Ignacio Sanz
Estamos, o deberíamos estar, ante un acontecimiento literario de primer orden. Antonio Pereira, no lo vamos a descubrir a estas alturas, fue uno de los escritores de cuentos contemporáneos más geniales. Oralmente y por escrito. Hablo de genialidad porque cualquier encuentro con él resultaba inolvidable. Como las lecturas de su libros de los que me declaro reincidente sempiterno.
Por eso es un acontecimiento que ahora, tres años después de su muerte, lleguen Todos los cuentos en preciosa edición de tapa dura. El propio Pereira nos observa añorante desde la portada con el rostro barbado y una cierta veladura azulada y melancólica en los ojos.

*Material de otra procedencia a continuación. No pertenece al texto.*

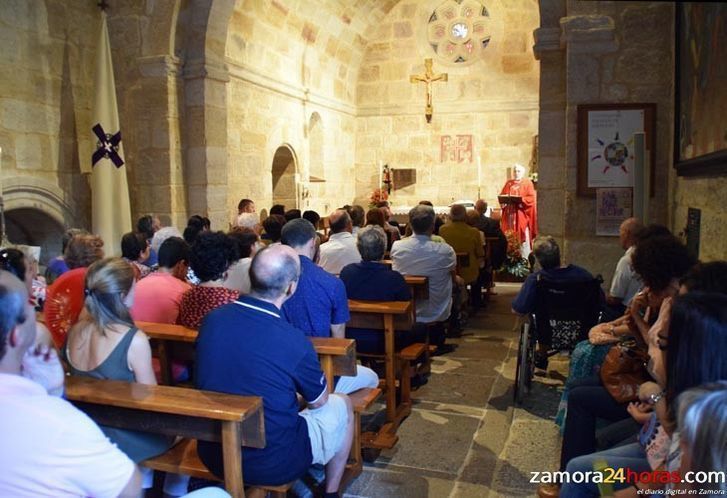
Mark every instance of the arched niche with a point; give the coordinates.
(33, 227)
(284, 169)
(317, 171)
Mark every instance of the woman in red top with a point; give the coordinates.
(212, 254)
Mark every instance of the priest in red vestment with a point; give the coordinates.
(520, 218)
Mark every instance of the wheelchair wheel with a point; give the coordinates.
(524, 370)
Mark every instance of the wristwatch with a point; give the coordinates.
(654, 398)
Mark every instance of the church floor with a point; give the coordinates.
(465, 437)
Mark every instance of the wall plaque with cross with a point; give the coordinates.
(428, 77)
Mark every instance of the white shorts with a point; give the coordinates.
(365, 377)
(326, 428)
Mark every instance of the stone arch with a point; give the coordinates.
(37, 214)
(34, 227)
(317, 169)
(285, 171)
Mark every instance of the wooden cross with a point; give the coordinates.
(428, 77)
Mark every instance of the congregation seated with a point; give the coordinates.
(438, 220)
(210, 258)
(105, 344)
(371, 280)
(390, 224)
(419, 255)
(195, 226)
(319, 306)
(277, 209)
(248, 221)
(64, 299)
(547, 254)
(465, 239)
(238, 275)
(57, 266)
(16, 262)
(695, 327)
(135, 250)
(49, 447)
(272, 226)
(358, 218)
(340, 249)
(660, 261)
(702, 429)
(491, 228)
(147, 226)
(163, 234)
(625, 282)
(248, 348)
(292, 214)
(246, 206)
(159, 296)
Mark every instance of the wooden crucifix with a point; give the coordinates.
(428, 77)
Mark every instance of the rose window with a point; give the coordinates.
(458, 30)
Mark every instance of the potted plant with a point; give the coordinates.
(515, 268)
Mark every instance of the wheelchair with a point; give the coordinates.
(564, 313)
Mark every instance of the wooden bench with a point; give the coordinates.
(337, 358)
(388, 316)
(234, 421)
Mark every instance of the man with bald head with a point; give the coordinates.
(625, 283)
(49, 448)
(320, 306)
(340, 250)
(466, 239)
(247, 348)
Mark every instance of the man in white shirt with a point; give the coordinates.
(418, 255)
(49, 448)
(340, 250)
(625, 283)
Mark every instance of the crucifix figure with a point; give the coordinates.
(428, 77)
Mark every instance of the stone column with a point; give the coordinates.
(159, 180)
(588, 39)
(205, 123)
(551, 127)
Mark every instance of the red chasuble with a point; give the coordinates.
(524, 213)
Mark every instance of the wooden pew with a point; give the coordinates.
(234, 421)
(388, 316)
(337, 358)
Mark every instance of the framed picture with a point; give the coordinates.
(606, 145)
(700, 109)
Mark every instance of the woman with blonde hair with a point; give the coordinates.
(105, 344)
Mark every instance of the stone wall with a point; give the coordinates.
(45, 104)
(290, 62)
(494, 99)
(705, 194)
(609, 52)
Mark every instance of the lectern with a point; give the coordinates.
(510, 205)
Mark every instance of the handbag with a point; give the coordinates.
(624, 370)
(598, 337)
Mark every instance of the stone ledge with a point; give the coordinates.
(159, 66)
(546, 40)
(588, 34)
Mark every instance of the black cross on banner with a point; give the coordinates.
(107, 146)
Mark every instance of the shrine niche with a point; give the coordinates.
(456, 149)
(404, 177)
(284, 171)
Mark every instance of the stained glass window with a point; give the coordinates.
(458, 30)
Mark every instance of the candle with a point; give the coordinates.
(479, 171)
(381, 172)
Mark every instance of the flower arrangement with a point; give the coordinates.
(378, 195)
(515, 264)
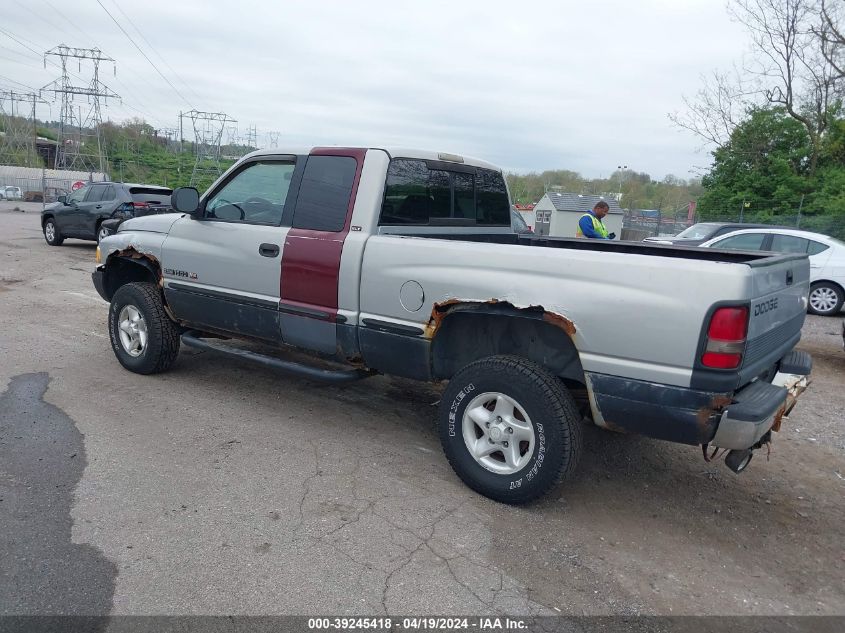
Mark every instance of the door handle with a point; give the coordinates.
(268, 250)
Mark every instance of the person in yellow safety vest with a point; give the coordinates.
(591, 226)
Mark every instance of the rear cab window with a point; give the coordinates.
(324, 193)
(434, 193)
(153, 196)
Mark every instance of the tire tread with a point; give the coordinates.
(167, 332)
(565, 415)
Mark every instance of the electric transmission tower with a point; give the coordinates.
(273, 138)
(232, 137)
(17, 112)
(208, 131)
(80, 144)
(251, 140)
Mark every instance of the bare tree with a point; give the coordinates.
(789, 64)
(716, 109)
(832, 35)
(796, 63)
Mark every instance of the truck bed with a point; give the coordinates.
(610, 246)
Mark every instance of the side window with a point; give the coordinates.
(415, 194)
(789, 244)
(255, 195)
(79, 195)
(96, 193)
(493, 204)
(324, 193)
(746, 242)
(816, 247)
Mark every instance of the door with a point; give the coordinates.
(221, 272)
(69, 215)
(313, 246)
(91, 210)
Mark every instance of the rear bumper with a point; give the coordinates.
(690, 416)
(760, 407)
(97, 278)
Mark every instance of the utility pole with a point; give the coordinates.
(18, 146)
(273, 138)
(251, 140)
(80, 144)
(208, 132)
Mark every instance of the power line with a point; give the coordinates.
(17, 82)
(154, 50)
(175, 89)
(147, 114)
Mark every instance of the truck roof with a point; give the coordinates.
(394, 152)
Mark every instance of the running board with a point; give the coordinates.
(192, 338)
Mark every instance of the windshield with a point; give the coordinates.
(698, 231)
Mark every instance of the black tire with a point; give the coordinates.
(162, 345)
(552, 413)
(826, 287)
(56, 239)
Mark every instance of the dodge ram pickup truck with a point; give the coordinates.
(403, 262)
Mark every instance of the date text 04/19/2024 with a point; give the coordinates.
(419, 623)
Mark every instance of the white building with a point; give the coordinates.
(557, 214)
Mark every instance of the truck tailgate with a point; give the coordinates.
(779, 288)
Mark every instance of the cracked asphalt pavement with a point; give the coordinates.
(225, 488)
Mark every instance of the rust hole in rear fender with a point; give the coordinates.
(440, 310)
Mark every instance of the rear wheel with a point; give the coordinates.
(826, 298)
(143, 337)
(51, 233)
(509, 428)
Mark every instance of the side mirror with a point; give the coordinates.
(185, 200)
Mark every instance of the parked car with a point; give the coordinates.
(83, 212)
(827, 260)
(703, 231)
(11, 193)
(404, 262)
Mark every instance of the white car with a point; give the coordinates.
(11, 193)
(827, 260)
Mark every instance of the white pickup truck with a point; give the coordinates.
(403, 262)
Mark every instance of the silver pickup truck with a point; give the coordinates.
(403, 262)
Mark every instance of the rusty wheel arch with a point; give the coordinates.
(506, 329)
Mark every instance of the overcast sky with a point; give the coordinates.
(527, 85)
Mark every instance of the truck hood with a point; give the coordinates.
(151, 223)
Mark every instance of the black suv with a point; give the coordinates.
(94, 211)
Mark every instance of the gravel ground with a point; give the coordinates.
(220, 487)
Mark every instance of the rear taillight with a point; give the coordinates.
(726, 336)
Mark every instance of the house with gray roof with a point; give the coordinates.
(557, 213)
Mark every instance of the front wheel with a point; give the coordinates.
(143, 337)
(509, 428)
(51, 233)
(826, 299)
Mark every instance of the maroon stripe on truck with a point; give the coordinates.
(311, 259)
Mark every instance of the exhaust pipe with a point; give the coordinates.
(738, 460)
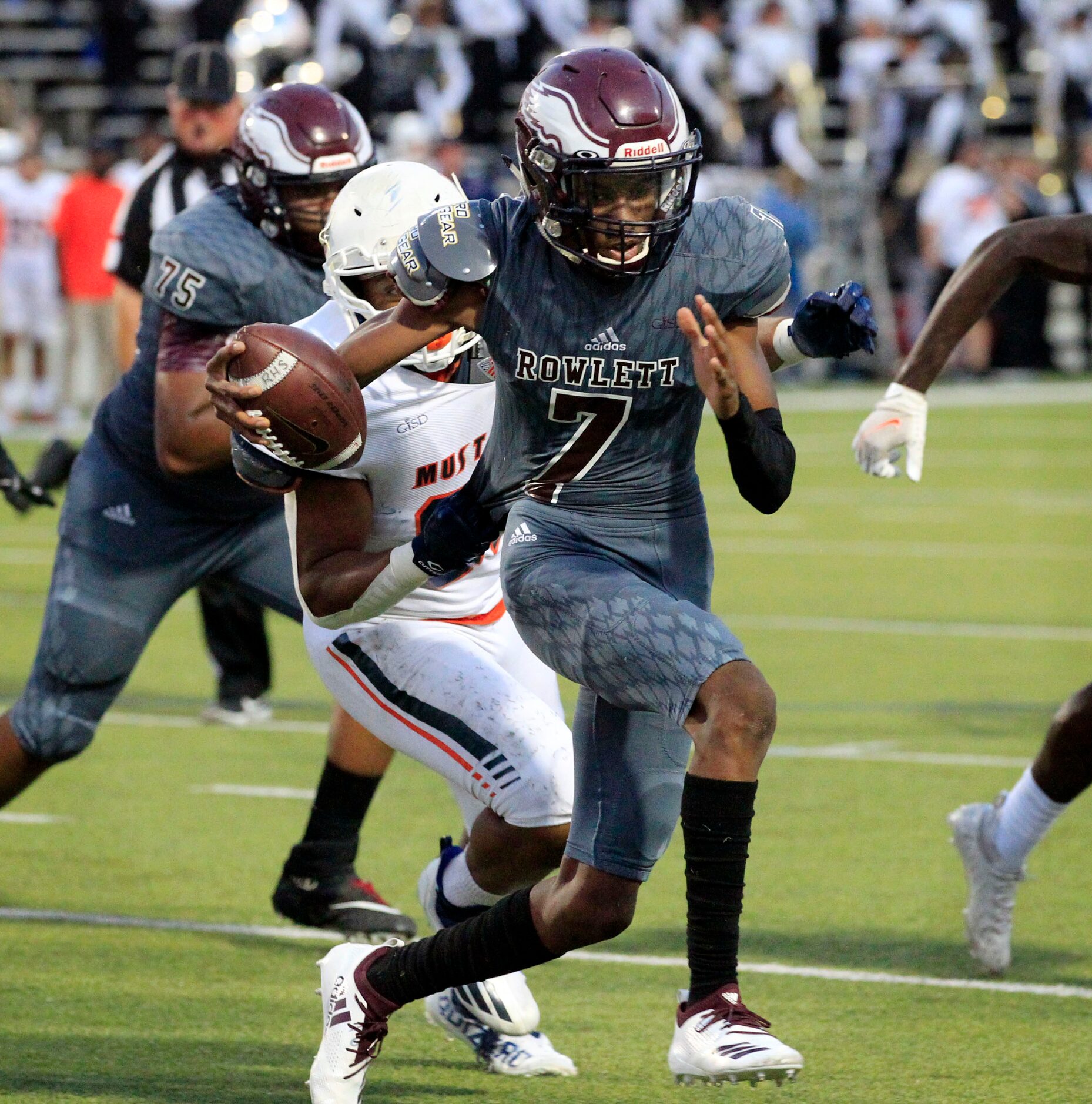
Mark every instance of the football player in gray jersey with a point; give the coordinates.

Pereira escribía siguiendo el eco lejano de una voz. Por eso sus cuentos resultan tan contables. De manera que, a poco que me esfuerce he de recordar ahora las veces que, además de leerlos, he escuchado algunos de estos cuentos en la voz de Juan Carlos Mestre, de Amancio Prada, de Ana Cristina Herreros o de Claudia de Santos. Pero recuerdo sobre todo la voz cantarina y abacial del propio Pereira, su voz dulce de ritmo pausado, capaz de ahuyentar a las tormentas y los terremotos. Así era Antonio, un narrador galante, un seductor nato que levantaba pasiones. En los archivos de Radio Nacional estará una de sus últimas entrevistas con Pepa Fernández en Urueña. Y allí habrán quedado registradas también las risas que provocaban sus intervenciones. Pero, para pasión, la de aquella señora vehemente que tras la lectura contada de uno de sus cuentos en la Iglesia desacralizada de San Juan de los Caballeros, en Segovia, puesta de pie en mitad de la sala, con las manos abocinando la boca a modo de altavoz, pensamos que se lo quería comer a besos cuando le gritaba enardecida: !guapo, guapo, guapo! Supimos luego que aquella mujer que quería devorarlo era la escritora colombiana Laura Restrepo. Antonio cosechó muchos momentos de gloria y provocó muchos delirios.
Por ello, los pereiranos que andábamos con sus doce o catorce libros anotados aquí y allá tenemos ahora la oportunidad de verlos reunidos en este tomo único que lleva un prólogo de su amigo Antonio Gamoneda escrito en la isla de La Palma repleto de confidencias felices. El libro es un canto a la amistad porque los cuentos son amistosos y risueños. Aun cuando narren episodios desabridos y momentos descarnados de nuestra historia como en “El ingeniero Balboa”, tan excelente. Y es que Pereira está siempre detrás. Y decir Pereira es algo así como decir Cervantes. La misma mirada compasiva sobre las miserias del mundo y una cierta retranca filosófica para hacerlo más habitable. La materia de los cuentos es el runrún de la vida, los pequeños acontecimientos provincianos, la familia, la tertulia, los amigos; son cuentos que no narran revoluciones ni desgarros sociales, pero en ellos late la vida, de la misma manera que late en los cuentos de Chejov.
Envidio a los que todavía no conocen a Pereira porque van a tener la oportunidad de descubrir a “uno de los mejores autores de relatos cortos que ha dado nuestra literatura”. La palabras entrecomilladas pertenecen a Julio Llamazares.
El chico de La Cábila, el barrio villafranquino donde nació Pereira, el hijo del ferretero que fue poco a poco depurando su voz hasta el extremo de condensar en tres o cuatro páginas toda una vida. Como Borges, uno de sus escritores de referencia que, cómo no, también aparece en estas páginas convertido en personaje.
El lector cómplice que Pereira quería para sus cuentos encontrará también abundantes perlas y digresiones literarias embutidas en los relatos. E irá observando cómo, con los años, se van adelgazando, perdiendo bálago, para hacerse más esenciales, más luminosos y también más burlones.
Disfruten de Pereira en esta versión definitiva que ha puesto en nuestras manos Úrsula Rodríguez Hesles, su cultivada viuda, su eterna confidente.